Thank you for your excellent reply zuluclayman, nice and easy to follow. Sorry but the boxes for entering the size in pixels on the left is in fact the x and y ie position. It seems it won't do what I require (well it is only £650) but the percentage box you have shown me will help.


----------



## DonaldG (Aug 23, 2007)

*Re: Resize a layer in Photoshop CS3*

An alternative but slightly longer way that I used some time ago when I wanted to so a montage 

Open the main image that you want to paste on to. 

Open in the image of the person/people as a separate image (not as a layer) crop etc then crop or select the portion that you want.

Make sure you can see both images (background and people)
Then use the 'Move' tool to drag the people image on to the the back ground image. That will automatically create a layer where you can quickly to the final transform to exact size you need.

I did something like 20 or so faces of friends onto a background...

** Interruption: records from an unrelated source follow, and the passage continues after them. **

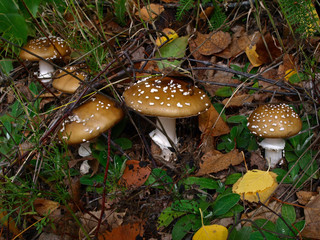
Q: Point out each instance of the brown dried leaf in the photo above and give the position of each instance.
(124, 232)
(215, 161)
(213, 42)
(305, 196)
(134, 174)
(238, 100)
(312, 218)
(211, 123)
(150, 12)
(45, 206)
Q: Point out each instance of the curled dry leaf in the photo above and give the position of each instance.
(130, 231)
(215, 161)
(238, 100)
(312, 217)
(256, 185)
(150, 12)
(135, 174)
(45, 206)
(211, 123)
(212, 43)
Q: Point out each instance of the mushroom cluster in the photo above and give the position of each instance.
(274, 123)
(47, 48)
(167, 99)
(91, 119)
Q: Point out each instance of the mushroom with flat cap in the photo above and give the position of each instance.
(68, 83)
(274, 123)
(90, 120)
(167, 99)
(47, 48)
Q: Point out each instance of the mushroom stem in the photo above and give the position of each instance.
(169, 125)
(45, 71)
(273, 150)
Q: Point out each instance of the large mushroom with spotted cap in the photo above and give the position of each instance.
(167, 99)
(90, 120)
(274, 123)
(47, 48)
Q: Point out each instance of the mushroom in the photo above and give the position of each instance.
(67, 83)
(48, 48)
(90, 120)
(274, 123)
(168, 99)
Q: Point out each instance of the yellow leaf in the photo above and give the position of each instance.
(253, 56)
(216, 232)
(289, 73)
(170, 33)
(256, 182)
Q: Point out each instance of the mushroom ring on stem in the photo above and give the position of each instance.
(166, 98)
(49, 49)
(274, 123)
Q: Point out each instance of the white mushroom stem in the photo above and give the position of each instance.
(273, 150)
(169, 126)
(45, 71)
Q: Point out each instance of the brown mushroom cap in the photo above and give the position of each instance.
(66, 82)
(274, 121)
(43, 48)
(166, 97)
(90, 120)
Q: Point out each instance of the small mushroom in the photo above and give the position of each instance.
(90, 120)
(67, 83)
(168, 99)
(48, 48)
(274, 123)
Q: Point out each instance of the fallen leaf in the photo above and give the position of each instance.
(124, 232)
(209, 44)
(238, 100)
(169, 36)
(312, 218)
(209, 232)
(135, 174)
(305, 196)
(254, 183)
(150, 12)
(211, 123)
(215, 161)
(44, 206)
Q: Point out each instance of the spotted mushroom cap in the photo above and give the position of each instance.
(274, 121)
(90, 120)
(43, 48)
(66, 82)
(166, 97)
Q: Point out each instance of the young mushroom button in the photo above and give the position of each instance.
(90, 120)
(274, 123)
(168, 99)
(48, 48)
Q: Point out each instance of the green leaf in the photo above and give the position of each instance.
(183, 226)
(203, 183)
(224, 92)
(288, 212)
(175, 49)
(6, 66)
(159, 179)
(167, 216)
(225, 203)
(124, 143)
(233, 178)
(15, 25)
(237, 119)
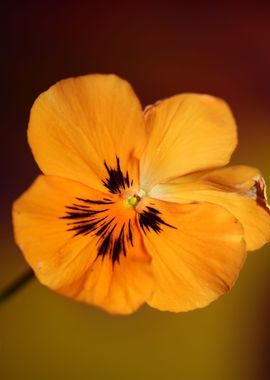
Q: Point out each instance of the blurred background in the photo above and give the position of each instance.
(161, 48)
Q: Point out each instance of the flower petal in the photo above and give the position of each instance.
(68, 262)
(196, 261)
(186, 133)
(81, 122)
(239, 189)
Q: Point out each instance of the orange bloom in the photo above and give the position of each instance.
(132, 207)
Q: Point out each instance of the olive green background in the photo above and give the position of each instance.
(162, 48)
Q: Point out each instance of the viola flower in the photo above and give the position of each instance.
(135, 206)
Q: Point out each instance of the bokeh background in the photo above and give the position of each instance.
(162, 48)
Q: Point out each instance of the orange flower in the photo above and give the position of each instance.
(131, 207)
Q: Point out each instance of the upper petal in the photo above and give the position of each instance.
(58, 225)
(186, 133)
(81, 122)
(239, 189)
(196, 255)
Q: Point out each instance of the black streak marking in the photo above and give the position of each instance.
(260, 195)
(116, 180)
(83, 219)
(150, 219)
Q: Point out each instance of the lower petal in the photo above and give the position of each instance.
(66, 259)
(196, 261)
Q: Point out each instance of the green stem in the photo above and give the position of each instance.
(12, 288)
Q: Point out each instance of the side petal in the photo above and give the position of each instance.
(239, 189)
(186, 133)
(66, 258)
(80, 123)
(196, 261)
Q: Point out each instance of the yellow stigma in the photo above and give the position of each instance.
(132, 201)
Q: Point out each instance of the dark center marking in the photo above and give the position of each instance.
(150, 219)
(86, 216)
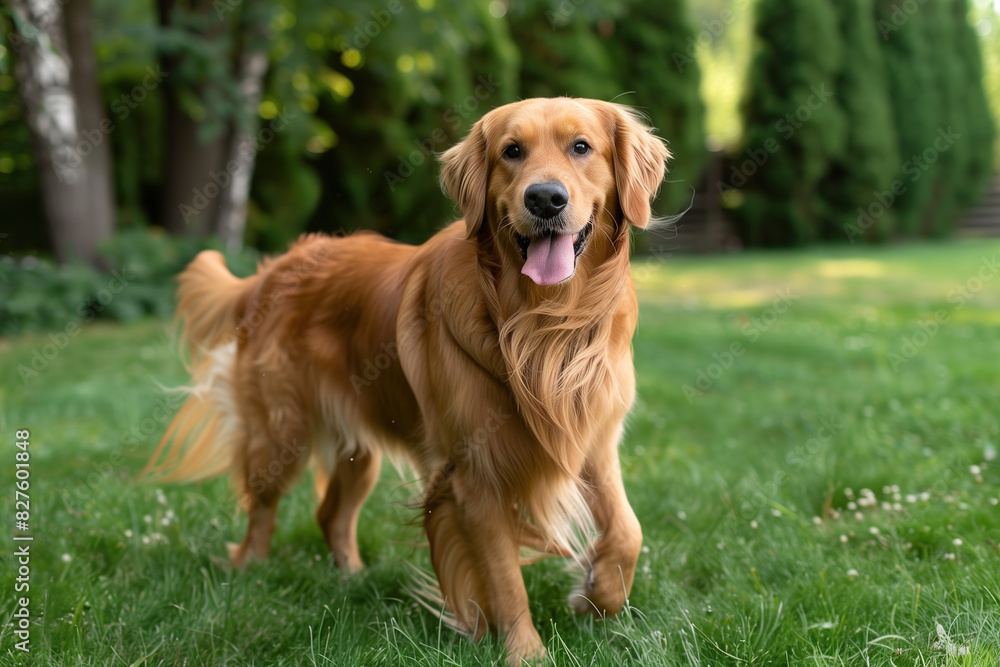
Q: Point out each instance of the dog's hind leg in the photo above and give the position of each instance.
(352, 480)
(606, 585)
(267, 468)
(475, 550)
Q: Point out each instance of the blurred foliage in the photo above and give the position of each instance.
(905, 120)
(36, 294)
(365, 94)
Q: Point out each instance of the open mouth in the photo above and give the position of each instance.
(550, 258)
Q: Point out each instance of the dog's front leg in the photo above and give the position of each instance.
(476, 555)
(608, 582)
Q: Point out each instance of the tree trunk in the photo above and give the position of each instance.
(95, 125)
(242, 151)
(193, 166)
(69, 176)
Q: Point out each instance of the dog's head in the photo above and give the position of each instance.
(546, 174)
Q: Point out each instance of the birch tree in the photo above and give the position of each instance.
(56, 74)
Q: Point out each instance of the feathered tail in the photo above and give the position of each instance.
(211, 303)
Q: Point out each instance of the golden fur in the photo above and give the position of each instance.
(507, 397)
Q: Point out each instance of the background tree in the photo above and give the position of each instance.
(915, 104)
(906, 134)
(56, 74)
(794, 126)
(867, 163)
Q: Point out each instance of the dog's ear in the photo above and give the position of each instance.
(465, 176)
(640, 164)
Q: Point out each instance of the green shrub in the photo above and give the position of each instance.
(39, 295)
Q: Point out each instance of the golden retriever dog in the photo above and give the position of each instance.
(496, 358)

Another thought: On the person/people image, use the 'Elliptical Marquee' tool then add a goodly amount of feathering. Then drag it over to the background.


----------



## Richzep (Feb 6, 2008)

*Re: Resize a layer in Photoshop CS3*

Thanks DonaldG. You are right, this works well BUT I still can't type the size of the layer.


----------



## srk1979 (Oct 29, 2011)

*Re: Resize a layer in Photoshop CS3*

In the little boxes with W & H that are in percentage, you can clear these and type in px for pixels instead (eg 200 px for a 200 pixel size).


----------



## Richzep (Feb 6, 2008)

*Re: Resize a layer in Photoshop CS3*

Oh wow, Thank you srk1979. This is exactly what I wanted to know.


----------